Public Markets vs. Private Liquidity

Interesting developments over the last few months with the situation at Woodford Investments. I’m not going to make any comment on the fund itself, other than to wish them well over the next few months, but it has highlighted the debate of whether public listings offer liquidity benefits that have been forgotten?

Over the last 30 years, I’ve nearly always worked with listed companies and, on a personal basis, have actively invested in publicly traded shares other than our own businesses. The reason behind this is fairly simple – liquidity. Whilst investing in tax-related schemes involving VCT or EIS relief offers generous tax benefits, it is generally both difficult to access your capital and requires follow on funding, which further drains liquidity. Whilst the majority of funds are invested in publicly-traded stocks, recent events have shone the spotlight on private companies. This world is now hugely well-capitalised, the growth of private funding has eclipsed the stock market for many years and led to a decline in publicly-traded stocks. We have to throw in the enormous funds under management within PE funds to gain a better understanding of the whole picture but ‘de- equitisation’ has become a much used phrase.
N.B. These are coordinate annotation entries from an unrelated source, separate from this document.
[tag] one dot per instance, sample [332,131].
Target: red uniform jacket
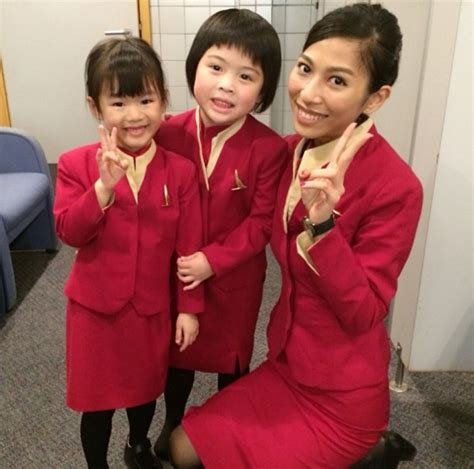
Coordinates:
[238,190]
[330,326]
[124,252]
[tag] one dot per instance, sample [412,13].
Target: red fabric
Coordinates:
[207,134]
[124,253]
[321,399]
[237,226]
[266,421]
[118,320]
[114,361]
[334,321]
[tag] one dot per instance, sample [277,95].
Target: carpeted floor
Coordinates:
[38,431]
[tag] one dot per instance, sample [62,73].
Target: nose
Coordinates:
[134,112]
[311,91]
[226,83]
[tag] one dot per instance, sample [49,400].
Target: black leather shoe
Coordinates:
[141,456]
[387,453]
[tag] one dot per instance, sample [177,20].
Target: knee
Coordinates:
[182,452]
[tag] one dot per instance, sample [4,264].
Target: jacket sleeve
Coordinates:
[76,209]
[358,280]
[251,236]
[189,238]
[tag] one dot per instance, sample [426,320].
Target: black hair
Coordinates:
[379,34]
[126,66]
[246,31]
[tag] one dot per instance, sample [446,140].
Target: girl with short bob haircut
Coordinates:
[232,70]
[345,219]
[249,33]
[124,204]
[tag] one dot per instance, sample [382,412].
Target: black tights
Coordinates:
[178,388]
[96,428]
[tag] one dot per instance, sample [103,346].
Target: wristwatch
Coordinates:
[317,229]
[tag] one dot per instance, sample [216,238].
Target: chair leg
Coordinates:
[387,453]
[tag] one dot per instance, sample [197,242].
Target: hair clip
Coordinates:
[239,185]
[166,197]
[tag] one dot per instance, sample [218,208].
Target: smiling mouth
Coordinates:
[306,116]
[222,104]
[136,130]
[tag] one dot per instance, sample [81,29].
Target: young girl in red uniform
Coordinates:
[232,69]
[126,204]
[345,219]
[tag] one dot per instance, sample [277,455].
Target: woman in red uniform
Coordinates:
[126,204]
[232,69]
[345,219]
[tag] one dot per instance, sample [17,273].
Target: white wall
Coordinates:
[443,338]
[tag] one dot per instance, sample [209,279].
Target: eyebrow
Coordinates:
[337,69]
[219,57]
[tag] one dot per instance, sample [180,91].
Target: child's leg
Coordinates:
[95,435]
[178,388]
[139,419]
[224,379]
[138,453]
[183,454]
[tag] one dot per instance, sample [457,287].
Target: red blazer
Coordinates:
[237,226]
[330,326]
[124,253]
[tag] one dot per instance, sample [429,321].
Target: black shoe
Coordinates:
[141,456]
[387,453]
[397,449]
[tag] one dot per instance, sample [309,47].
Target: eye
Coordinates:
[338,81]
[303,68]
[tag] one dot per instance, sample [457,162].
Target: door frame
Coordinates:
[4,110]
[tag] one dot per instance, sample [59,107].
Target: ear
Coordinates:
[93,108]
[376,99]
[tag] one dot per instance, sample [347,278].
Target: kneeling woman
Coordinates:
[345,220]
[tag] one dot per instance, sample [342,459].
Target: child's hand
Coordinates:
[322,188]
[111,168]
[187,330]
[194,269]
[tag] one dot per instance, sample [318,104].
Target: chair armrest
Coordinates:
[20,152]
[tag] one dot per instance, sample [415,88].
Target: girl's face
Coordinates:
[227,85]
[328,89]
[137,118]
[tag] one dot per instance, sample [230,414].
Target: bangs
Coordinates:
[130,81]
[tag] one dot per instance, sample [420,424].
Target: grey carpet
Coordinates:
[38,431]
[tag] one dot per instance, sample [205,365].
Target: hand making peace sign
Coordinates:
[322,188]
[111,168]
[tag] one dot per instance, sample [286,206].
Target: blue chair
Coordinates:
[26,205]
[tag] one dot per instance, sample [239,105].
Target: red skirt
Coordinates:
[114,361]
[266,420]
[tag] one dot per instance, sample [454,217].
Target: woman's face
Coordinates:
[328,89]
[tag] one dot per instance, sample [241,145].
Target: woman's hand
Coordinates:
[187,330]
[322,188]
[194,269]
[111,168]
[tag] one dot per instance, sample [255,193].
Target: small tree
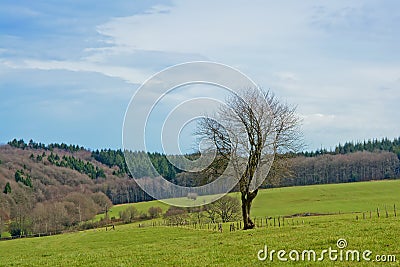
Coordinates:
[154,212]
[7,188]
[129,214]
[176,215]
[192,196]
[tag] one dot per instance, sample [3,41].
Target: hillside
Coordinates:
[131,245]
[71,184]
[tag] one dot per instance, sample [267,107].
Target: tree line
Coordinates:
[351,147]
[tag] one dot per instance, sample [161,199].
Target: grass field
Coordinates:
[130,245]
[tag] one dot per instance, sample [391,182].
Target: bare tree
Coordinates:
[246,134]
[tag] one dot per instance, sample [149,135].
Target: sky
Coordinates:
[68,69]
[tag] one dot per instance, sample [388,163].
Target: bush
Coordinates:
[129,214]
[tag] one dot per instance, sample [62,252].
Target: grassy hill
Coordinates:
[332,198]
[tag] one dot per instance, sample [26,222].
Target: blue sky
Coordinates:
[68,69]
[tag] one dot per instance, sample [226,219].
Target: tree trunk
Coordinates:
[247,200]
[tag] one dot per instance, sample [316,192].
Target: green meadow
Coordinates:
[325,199]
[129,245]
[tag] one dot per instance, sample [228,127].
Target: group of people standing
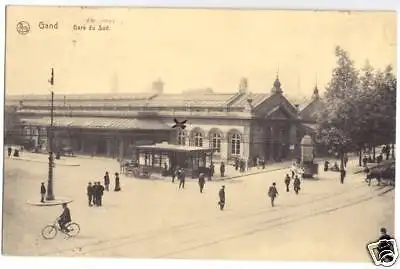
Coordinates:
[96,190]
The decline of publicly traded shares has also been due to the regulation arbitrage, and I’m sure many of you reading this will be frustrated by the higher levels of governance and regulation involved with being listed. I for one am baffled why the exchanges and regulators continue to pile on the regulation in our industry as if we are a completely different species to other industries or companies. Quite frankly, it’s crazy, and we should all encourage a lighter regulatory touch so all industries and companies are on a level playing field.

BUT, and it’s a big BUT, are people realising that being invested in a private company and not being able to access your capital could be a really bad position?

Take the example of being unable to withdraw money from various funds, compared to almost never being able to sell shares in a private company – why is one viewed as catastrophic and the other not? I’m sure that in a downturn we will have huge problems with private company liquidity, as valuations fail to materialise and people become locked into situations with little or no chance of taking money out.

Part of me also feels that we should do better at creating trading mechanisms for private shares and, again, the US is leading the way with firms now bypassing Wall Street and going straight to listing to give their shareholders liquidity. The free float guidelines should be relaxed and, with less regulation, we could reduce listing costs to get companies on the market.

There are ways to play this and certain funds like the Scottish Mortgage Trust seem to have a good balance of large private companies and listed stocks – worth signing up for their podcasts – and if you don’t agree, then you can simply sell the shares as it’s a listed investment trust.

It would be exciting to see more companies coming to the market as part of their next funding solution. Being listed gives you profile and, in normal circumstances, a group of supportive shareholders who let the management team get on with things – maybe we just need the regulators to play their part and we’ll see increased ‘equitisation’ over the coming years.